Update README with ARM64 SIMD sizes 33-64 benchmarks

jonathanpeppers · Copilot · jonathanpeppers · commit ac28751efecd · 2026-05-02T18:55:28.000-05:00
Document that byte/sbyte extend to 64 elements (4 regs, single TBL group)
and short/ushort/char extend to 64 elements (8 regs, multi-stage TBL/TBX)
on ARM64. Note that int/uint/float cap at 32 due to TBL overhead.

Add benchmark table showing 19-36x speedups for byte/short at sizes 33-64
on Ampere Neoverse-N2 ARM64.

Co-authored-by: Copilot &lt;223556219+Copilot@users.noreply.github.com&gt;
diff --git a/README.md b/README.md
@@ -266,10 +266,11 @@ sort helpers; for custom types the JIT can devirtualize `CompareTo` on value
 types, keeping the call nearly as cheap.
 
 For `byte` and `sbyte`, the generator additionally emits SIMD vectorization
-when available — AVX2 on x86 and AdvSimd (NEON) on ARM64. All 27-28 elements
-fit in a single vector register, allowing each of the 13 network steps to
-execute as a vectorized shuffle + min/max + blend operation instead of
-individual scalar compare-and-swap branches.
+when available — AVX2 on x86 and AdvSimd (NEON) on ARM64. For sizes up to 32,
+all elements fit in a single vector register (or two on ARM64), allowing each
+network step to execute as a vectorized shuffle + min/max + blend operation.

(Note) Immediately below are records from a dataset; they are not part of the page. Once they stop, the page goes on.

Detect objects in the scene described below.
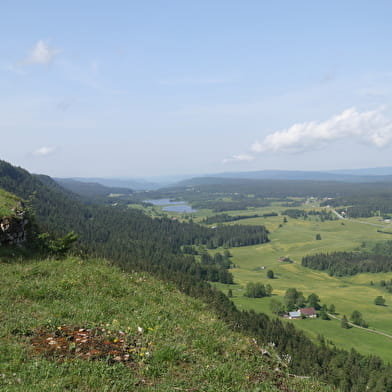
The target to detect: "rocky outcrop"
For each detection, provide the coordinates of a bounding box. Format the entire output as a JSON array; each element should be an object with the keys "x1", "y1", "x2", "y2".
[{"x1": 0, "y1": 203, "x2": 28, "y2": 246}]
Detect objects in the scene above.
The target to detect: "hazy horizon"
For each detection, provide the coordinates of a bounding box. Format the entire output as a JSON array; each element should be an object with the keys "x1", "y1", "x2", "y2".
[{"x1": 0, "y1": 0, "x2": 392, "y2": 178}]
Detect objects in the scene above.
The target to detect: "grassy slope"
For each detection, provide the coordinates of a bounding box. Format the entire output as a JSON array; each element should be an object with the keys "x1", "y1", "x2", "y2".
[
  {"x1": 0, "y1": 258, "x2": 330, "y2": 392},
  {"x1": 211, "y1": 211, "x2": 392, "y2": 362}
]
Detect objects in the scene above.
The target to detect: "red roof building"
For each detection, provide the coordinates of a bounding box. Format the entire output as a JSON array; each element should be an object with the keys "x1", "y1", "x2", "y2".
[{"x1": 299, "y1": 307, "x2": 317, "y2": 318}]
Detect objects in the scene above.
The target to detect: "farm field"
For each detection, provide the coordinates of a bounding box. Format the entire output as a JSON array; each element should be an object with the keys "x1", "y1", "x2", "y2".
[{"x1": 205, "y1": 208, "x2": 392, "y2": 362}]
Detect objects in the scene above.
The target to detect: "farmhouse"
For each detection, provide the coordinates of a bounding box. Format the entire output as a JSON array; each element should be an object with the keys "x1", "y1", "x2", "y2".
[
  {"x1": 299, "y1": 307, "x2": 317, "y2": 318},
  {"x1": 289, "y1": 310, "x2": 301, "y2": 320}
]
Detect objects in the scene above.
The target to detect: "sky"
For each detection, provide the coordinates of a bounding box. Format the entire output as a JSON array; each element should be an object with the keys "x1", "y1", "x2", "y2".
[{"x1": 0, "y1": 0, "x2": 392, "y2": 178}]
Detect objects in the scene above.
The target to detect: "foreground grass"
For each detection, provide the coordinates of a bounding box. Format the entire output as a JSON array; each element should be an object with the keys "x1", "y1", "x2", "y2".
[{"x1": 0, "y1": 258, "x2": 332, "y2": 392}]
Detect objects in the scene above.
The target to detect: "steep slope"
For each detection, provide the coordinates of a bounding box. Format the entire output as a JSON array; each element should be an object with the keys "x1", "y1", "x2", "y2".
[
  {"x1": 0, "y1": 162, "x2": 392, "y2": 392},
  {"x1": 0, "y1": 258, "x2": 332, "y2": 392}
]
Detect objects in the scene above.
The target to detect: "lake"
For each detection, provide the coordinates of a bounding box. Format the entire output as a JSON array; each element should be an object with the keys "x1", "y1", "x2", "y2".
[{"x1": 145, "y1": 199, "x2": 197, "y2": 214}]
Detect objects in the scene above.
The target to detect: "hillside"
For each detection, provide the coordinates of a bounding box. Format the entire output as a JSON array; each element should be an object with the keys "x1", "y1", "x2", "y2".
[
  {"x1": 0, "y1": 161, "x2": 392, "y2": 392},
  {"x1": 0, "y1": 189, "x2": 20, "y2": 218},
  {"x1": 0, "y1": 258, "x2": 332, "y2": 392}
]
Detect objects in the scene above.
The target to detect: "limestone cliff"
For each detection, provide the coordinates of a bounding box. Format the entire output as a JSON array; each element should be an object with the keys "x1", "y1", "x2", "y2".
[{"x1": 0, "y1": 202, "x2": 28, "y2": 246}]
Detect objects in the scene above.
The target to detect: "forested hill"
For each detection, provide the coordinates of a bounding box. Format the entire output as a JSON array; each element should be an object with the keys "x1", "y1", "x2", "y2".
[
  {"x1": 55, "y1": 178, "x2": 133, "y2": 199},
  {"x1": 0, "y1": 162, "x2": 268, "y2": 283},
  {"x1": 0, "y1": 162, "x2": 392, "y2": 392},
  {"x1": 171, "y1": 177, "x2": 392, "y2": 197}
]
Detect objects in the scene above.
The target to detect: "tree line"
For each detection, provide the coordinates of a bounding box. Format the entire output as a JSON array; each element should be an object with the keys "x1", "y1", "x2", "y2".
[{"x1": 0, "y1": 162, "x2": 392, "y2": 392}]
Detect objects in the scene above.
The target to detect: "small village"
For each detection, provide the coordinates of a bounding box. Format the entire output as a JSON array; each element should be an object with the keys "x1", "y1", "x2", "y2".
[{"x1": 283, "y1": 307, "x2": 317, "y2": 320}]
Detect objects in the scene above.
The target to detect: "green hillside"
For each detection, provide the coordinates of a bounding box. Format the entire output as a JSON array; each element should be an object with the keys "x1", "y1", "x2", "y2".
[
  {"x1": 0, "y1": 258, "x2": 333, "y2": 392},
  {"x1": 0, "y1": 189, "x2": 20, "y2": 218}
]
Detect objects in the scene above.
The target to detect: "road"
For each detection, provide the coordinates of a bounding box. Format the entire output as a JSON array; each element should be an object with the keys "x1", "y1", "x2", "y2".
[{"x1": 327, "y1": 313, "x2": 392, "y2": 339}]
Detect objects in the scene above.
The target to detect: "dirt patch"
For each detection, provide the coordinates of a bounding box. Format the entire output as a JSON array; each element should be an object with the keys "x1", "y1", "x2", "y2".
[{"x1": 30, "y1": 326, "x2": 151, "y2": 365}]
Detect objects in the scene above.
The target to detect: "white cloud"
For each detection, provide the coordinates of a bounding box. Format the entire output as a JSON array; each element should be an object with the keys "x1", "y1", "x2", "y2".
[
  {"x1": 159, "y1": 76, "x2": 228, "y2": 86},
  {"x1": 222, "y1": 154, "x2": 255, "y2": 163},
  {"x1": 24, "y1": 40, "x2": 60, "y2": 65},
  {"x1": 251, "y1": 108, "x2": 392, "y2": 152},
  {"x1": 33, "y1": 147, "x2": 56, "y2": 157}
]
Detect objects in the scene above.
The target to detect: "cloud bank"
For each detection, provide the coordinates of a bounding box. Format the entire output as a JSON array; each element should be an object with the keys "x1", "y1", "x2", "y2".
[
  {"x1": 222, "y1": 154, "x2": 255, "y2": 163},
  {"x1": 33, "y1": 147, "x2": 56, "y2": 157},
  {"x1": 251, "y1": 108, "x2": 392, "y2": 152},
  {"x1": 25, "y1": 40, "x2": 60, "y2": 65}
]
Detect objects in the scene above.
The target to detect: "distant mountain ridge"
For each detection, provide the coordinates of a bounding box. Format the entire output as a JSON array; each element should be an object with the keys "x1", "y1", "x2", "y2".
[
  {"x1": 62, "y1": 166, "x2": 392, "y2": 193},
  {"x1": 175, "y1": 167, "x2": 392, "y2": 186}
]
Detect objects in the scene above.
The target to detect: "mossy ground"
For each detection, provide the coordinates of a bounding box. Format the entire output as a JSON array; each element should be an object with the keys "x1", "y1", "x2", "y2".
[{"x1": 0, "y1": 258, "x2": 332, "y2": 392}]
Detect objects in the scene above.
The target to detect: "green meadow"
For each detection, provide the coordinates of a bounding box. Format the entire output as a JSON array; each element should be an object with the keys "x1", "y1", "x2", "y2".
[
  {"x1": 0, "y1": 258, "x2": 335, "y2": 392},
  {"x1": 210, "y1": 207, "x2": 392, "y2": 362}
]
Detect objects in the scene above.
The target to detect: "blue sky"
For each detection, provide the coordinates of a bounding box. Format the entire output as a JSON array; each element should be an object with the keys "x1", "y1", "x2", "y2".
[{"x1": 0, "y1": 0, "x2": 392, "y2": 177}]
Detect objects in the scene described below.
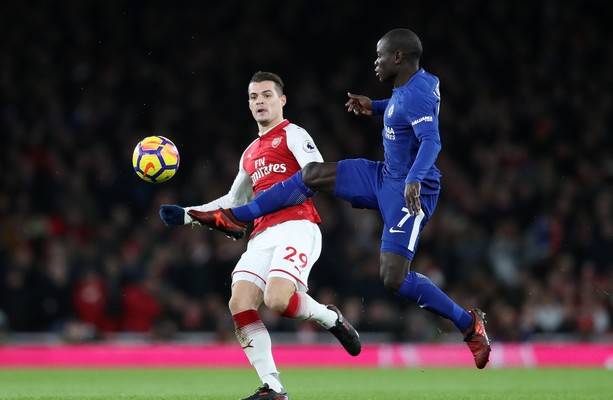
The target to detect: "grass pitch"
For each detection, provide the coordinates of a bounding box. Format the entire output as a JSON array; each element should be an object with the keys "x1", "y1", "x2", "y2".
[{"x1": 0, "y1": 368, "x2": 613, "y2": 400}]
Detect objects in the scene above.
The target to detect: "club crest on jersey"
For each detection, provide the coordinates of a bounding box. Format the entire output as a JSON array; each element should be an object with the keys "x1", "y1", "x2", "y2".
[
  {"x1": 302, "y1": 140, "x2": 317, "y2": 153},
  {"x1": 271, "y1": 138, "x2": 283, "y2": 149}
]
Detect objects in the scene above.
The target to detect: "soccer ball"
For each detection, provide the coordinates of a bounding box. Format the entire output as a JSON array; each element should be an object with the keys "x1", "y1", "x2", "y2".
[{"x1": 132, "y1": 136, "x2": 179, "y2": 183}]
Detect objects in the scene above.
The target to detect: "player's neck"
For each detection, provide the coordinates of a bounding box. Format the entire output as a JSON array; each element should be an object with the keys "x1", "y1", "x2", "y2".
[
  {"x1": 258, "y1": 118, "x2": 285, "y2": 136},
  {"x1": 394, "y1": 65, "x2": 419, "y2": 88}
]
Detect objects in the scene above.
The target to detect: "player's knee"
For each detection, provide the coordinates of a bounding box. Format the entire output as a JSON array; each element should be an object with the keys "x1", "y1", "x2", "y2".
[
  {"x1": 228, "y1": 296, "x2": 252, "y2": 315},
  {"x1": 264, "y1": 291, "x2": 289, "y2": 314},
  {"x1": 381, "y1": 274, "x2": 402, "y2": 293},
  {"x1": 302, "y1": 162, "x2": 336, "y2": 191},
  {"x1": 380, "y1": 264, "x2": 406, "y2": 293}
]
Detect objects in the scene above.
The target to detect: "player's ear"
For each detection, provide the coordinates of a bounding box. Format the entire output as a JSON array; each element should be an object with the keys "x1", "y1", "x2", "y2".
[{"x1": 394, "y1": 50, "x2": 404, "y2": 64}]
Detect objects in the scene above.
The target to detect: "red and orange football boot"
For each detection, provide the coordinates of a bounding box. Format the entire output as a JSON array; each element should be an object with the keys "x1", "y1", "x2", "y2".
[
  {"x1": 464, "y1": 308, "x2": 492, "y2": 369},
  {"x1": 187, "y1": 208, "x2": 247, "y2": 240}
]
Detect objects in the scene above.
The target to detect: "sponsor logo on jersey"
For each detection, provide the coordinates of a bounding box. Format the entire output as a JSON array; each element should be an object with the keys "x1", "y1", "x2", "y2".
[
  {"x1": 302, "y1": 139, "x2": 317, "y2": 153},
  {"x1": 271, "y1": 138, "x2": 283, "y2": 149},
  {"x1": 251, "y1": 157, "x2": 287, "y2": 185},
  {"x1": 385, "y1": 125, "x2": 396, "y2": 140},
  {"x1": 387, "y1": 104, "x2": 394, "y2": 118},
  {"x1": 411, "y1": 115, "x2": 433, "y2": 126}
]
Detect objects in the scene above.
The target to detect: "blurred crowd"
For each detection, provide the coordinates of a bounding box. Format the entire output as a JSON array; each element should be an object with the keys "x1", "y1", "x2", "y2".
[{"x1": 0, "y1": 0, "x2": 613, "y2": 341}]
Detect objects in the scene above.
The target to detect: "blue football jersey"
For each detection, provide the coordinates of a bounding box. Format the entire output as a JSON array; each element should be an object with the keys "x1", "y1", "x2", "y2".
[{"x1": 372, "y1": 68, "x2": 441, "y2": 194}]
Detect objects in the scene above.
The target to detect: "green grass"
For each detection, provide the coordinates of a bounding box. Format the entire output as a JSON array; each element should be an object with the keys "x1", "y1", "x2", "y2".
[{"x1": 0, "y1": 368, "x2": 613, "y2": 400}]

+On ARM64, SIMD extends up to 64 elements using up to four `Vector128<byte>`
+registers with single-group TBL4 lookups.
 
 For `int` and `uint`, AVX2 SIMD is emitted on x86 with four `Vector256<int>`
 registers (8 elements each). Cross-vector shuffles use `PermuteVar8x32` with
@@ -279,21 +280,25 @@ On CPUs with AVX-512F, an AVX-512F path uses two `Vector512<int>` registers
 
 For `short`, `ushort`, and `char` (16-bit types), AVX-512 SIMD is emitted on x86
 when available, packing all elements into a single `Vector512<ushort>`. On
-ARM64, four `Vector128<byte>` vectors are used for the same 16-bit types.

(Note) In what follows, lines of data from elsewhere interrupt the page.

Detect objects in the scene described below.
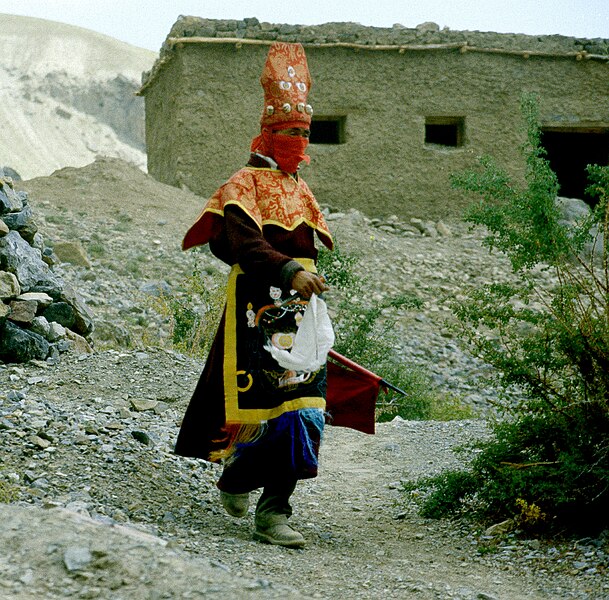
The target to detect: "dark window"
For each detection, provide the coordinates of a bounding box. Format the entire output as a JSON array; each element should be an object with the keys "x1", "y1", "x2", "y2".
[
  {"x1": 425, "y1": 117, "x2": 465, "y2": 148},
  {"x1": 309, "y1": 116, "x2": 347, "y2": 144},
  {"x1": 541, "y1": 127, "x2": 609, "y2": 205}
]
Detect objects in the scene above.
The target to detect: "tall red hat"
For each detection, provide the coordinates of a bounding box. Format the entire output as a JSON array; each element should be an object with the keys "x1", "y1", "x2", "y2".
[{"x1": 260, "y1": 42, "x2": 313, "y2": 129}]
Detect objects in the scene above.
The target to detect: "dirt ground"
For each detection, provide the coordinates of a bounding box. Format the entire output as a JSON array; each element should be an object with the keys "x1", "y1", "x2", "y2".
[{"x1": 0, "y1": 160, "x2": 609, "y2": 600}]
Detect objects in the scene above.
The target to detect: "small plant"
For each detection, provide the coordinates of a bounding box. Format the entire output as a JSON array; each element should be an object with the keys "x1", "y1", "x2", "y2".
[
  {"x1": 318, "y1": 241, "x2": 458, "y2": 422},
  {"x1": 153, "y1": 267, "x2": 225, "y2": 358},
  {"x1": 0, "y1": 481, "x2": 19, "y2": 504}
]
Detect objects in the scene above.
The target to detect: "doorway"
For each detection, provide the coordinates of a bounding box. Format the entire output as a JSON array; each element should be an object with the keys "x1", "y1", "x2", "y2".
[{"x1": 541, "y1": 127, "x2": 609, "y2": 206}]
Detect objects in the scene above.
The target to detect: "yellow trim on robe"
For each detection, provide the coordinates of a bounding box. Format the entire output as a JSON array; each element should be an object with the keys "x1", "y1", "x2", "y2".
[
  {"x1": 182, "y1": 167, "x2": 333, "y2": 250},
  {"x1": 224, "y1": 258, "x2": 326, "y2": 424}
]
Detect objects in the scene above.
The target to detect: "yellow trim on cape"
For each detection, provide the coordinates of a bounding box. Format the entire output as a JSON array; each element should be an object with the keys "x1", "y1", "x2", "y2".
[
  {"x1": 182, "y1": 167, "x2": 333, "y2": 249},
  {"x1": 224, "y1": 258, "x2": 326, "y2": 424}
]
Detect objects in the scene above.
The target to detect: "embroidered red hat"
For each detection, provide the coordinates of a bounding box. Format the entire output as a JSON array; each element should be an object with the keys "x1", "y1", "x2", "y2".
[{"x1": 260, "y1": 42, "x2": 313, "y2": 129}]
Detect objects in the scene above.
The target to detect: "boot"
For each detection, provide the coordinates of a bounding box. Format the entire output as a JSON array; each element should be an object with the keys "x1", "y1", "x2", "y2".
[
  {"x1": 220, "y1": 491, "x2": 250, "y2": 517},
  {"x1": 254, "y1": 514, "x2": 305, "y2": 548}
]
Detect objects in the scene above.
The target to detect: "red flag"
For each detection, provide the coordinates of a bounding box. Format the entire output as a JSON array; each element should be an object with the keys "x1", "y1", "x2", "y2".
[{"x1": 326, "y1": 350, "x2": 383, "y2": 433}]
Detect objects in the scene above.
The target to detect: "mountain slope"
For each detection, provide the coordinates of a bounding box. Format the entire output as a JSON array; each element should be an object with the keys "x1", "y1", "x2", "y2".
[{"x1": 0, "y1": 15, "x2": 156, "y2": 179}]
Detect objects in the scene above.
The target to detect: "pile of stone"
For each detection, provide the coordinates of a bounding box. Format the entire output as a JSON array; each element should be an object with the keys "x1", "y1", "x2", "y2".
[{"x1": 0, "y1": 177, "x2": 93, "y2": 362}]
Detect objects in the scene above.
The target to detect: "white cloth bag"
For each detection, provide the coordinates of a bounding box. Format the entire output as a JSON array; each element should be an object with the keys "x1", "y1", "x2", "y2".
[{"x1": 265, "y1": 294, "x2": 334, "y2": 372}]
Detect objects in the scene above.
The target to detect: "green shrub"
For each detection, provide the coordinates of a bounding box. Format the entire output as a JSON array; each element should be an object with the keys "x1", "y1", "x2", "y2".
[
  {"x1": 153, "y1": 267, "x2": 226, "y2": 358},
  {"x1": 0, "y1": 481, "x2": 19, "y2": 504},
  {"x1": 416, "y1": 96, "x2": 609, "y2": 530}
]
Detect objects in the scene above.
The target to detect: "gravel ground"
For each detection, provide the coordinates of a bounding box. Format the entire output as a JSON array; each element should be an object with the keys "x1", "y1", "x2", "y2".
[{"x1": 0, "y1": 160, "x2": 609, "y2": 600}]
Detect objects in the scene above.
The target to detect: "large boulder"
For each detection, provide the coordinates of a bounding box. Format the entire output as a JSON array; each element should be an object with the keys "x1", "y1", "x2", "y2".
[
  {"x1": 0, "y1": 231, "x2": 63, "y2": 296},
  {"x1": 0, "y1": 321, "x2": 50, "y2": 362}
]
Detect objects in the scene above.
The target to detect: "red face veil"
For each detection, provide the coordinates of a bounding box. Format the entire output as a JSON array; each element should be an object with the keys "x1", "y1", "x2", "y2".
[{"x1": 251, "y1": 42, "x2": 313, "y2": 173}]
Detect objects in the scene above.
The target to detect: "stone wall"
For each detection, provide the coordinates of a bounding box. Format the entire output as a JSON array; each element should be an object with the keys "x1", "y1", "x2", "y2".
[
  {"x1": 141, "y1": 17, "x2": 609, "y2": 219},
  {"x1": 0, "y1": 178, "x2": 93, "y2": 362}
]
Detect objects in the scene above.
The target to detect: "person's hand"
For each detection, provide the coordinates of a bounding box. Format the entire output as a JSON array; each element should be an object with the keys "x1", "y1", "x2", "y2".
[{"x1": 292, "y1": 271, "x2": 330, "y2": 300}]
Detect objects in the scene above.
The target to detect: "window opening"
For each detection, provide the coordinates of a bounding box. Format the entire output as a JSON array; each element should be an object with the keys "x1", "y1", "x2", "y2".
[
  {"x1": 309, "y1": 116, "x2": 347, "y2": 144},
  {"x1": 425, "y1": 117, "x2": 465, "y2": 148},
  {"x1": 541, "y1": 127, "x2": 609, "y2": 206}
]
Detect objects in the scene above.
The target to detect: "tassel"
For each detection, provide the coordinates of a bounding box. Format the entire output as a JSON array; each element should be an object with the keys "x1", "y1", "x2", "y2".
[{"x1": 209, "y1": 423, "x2": 266, "y2": 462}]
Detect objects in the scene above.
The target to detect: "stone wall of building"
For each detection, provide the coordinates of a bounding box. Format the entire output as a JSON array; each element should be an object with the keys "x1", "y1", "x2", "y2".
[{"x1": 142, "y1": 18, "x2": 609, "y2": 219}]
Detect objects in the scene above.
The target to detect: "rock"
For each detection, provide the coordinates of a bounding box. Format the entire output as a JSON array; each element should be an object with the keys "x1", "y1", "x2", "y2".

+ARM64, `Vector128<byte>` registers are used for the same 16-bit types — up to
+four registers for sizes ≤32 and up to eight registers for sizes 33-64 using
+multi-stage TBL/TBX chains.
 When all elements of a shuffled vector come from a single source register,
 `Vector128.Shuffle` (TBL1) is used; otherwise `VectorTableLookup` (TBL4)
-provides cross-vector shuffles. This TBL1 optimization is critical for ARM64
-processors like Ampere Altra/Neoverse where TBL4 has significantly higher
-latency than TBL1. On platforms without SIMD support, this falls back to the
-scalar unrolled sort.
-
-For `int`, `uint`, and `float` (32-bit types), ARM64 AdvSimd SIMD is emitted when
-available. The 27-28 elements require seven `Vector128` registers — exceeding
-TBL4's 4-register table limit. When all elements of a shuffled vector come from
-a single source register, `Vector128.Shuffle` (TBL1) is used directly; otherwise
-a two-stage TBL/TBX lookup splits elements into Table A (0-15) and Table B
-(16-27) with `VectorTableLookupExtension` (TBX) chaining. An early-exit check
-detects already-sorted input and skips the SIMD path entirely.
+provides cross-vector shuffles, with `VectorTableLookupExtension` (TBX)
+chaining additional groups when registers exceed the 4-register TBL limit.
+This TBL1 optimization is critical for ARM64 processors like Ampere
+Altra/Neoverse where TBL4 has significantly higher latency than TBL1.
+On platforms without SIMD support, this falls back to the scalar unrolled sort.
+
+For `int`, `uint`, and `float` (32-bit types), ARM64 AdvSimd SIMD is emitted for
+sizes up to 32, using up to eight `Vector128` registers. For sizes 27-28, seven
+registers are used with two-stage TBL/TBX cross-vector shuffles. When all
+elements of a shuffled vector come from a single source register,
+`Vector128.Shuffle` (TBL1) is used directly; otherwise a multi-stage TBL/TBX
+lookup chains register groups. An early-exit check detects already-sorted input
+and skips the SIMD path entirely. For sizes beyond 32, multi-stage TBL overhead
+exceeds the SIMD benefit for 4-byte types, so the scalar unrolled path is used.
 
 For `float`, AVX2 SIMD uses four `Vector256<float>` registers
 (8 elements each). Cross-vector shuffles use `PermuteVar8x32` with
@@ -508,6 +513,27 @@ Apple Silicon. The TBL1 optimization for intra-register shuffles is critical her
 > than ArraySort (97 ns). The optimization reduced it to 68 ns, a **2x
 > improvement** that made GeneratedSort 1.6x faster than ArraySort.
 
+#### Sizes 33-64 (ARM64 SIMD for byte/short)
+
+For sizes 33-64, ARM64 SIMD is extended for `byte`/`sbyte` (up to 4 registers,
+single TBL4 group) and `short`/`ushort`/`char` (up to 8 registers, multi-stage
+TBL/TBX). For `int`/`uint`/`float`, the scalar unrolled path is used since
+multi-stage TBL overhead exceeds SIMD benefit at these sizes:
+
+| Type | Size | ArraySort | GeneratedSort | Speedup |
+|---|---|---|---|---|
+| byte | 34 | 2,831 ns | 85 ns | **33x** |
+| sbyte | 38 | 3,340 ns | 94 ns | **36x** |
+| short | 40 | 3,439 ns | 164 ns | **21x** |
+| ushort | 42 | 3,671 ns | 198 ns | **19x** |
+| char | 60 | 292 ns | 216 ns | **1.4x** |
+| float | 36 | 3,269 ns | 220 ns | **15x** |
+
+> **Note:** `float` at size 36 uses the scalar unrolled path on ARM64 (not SIMD)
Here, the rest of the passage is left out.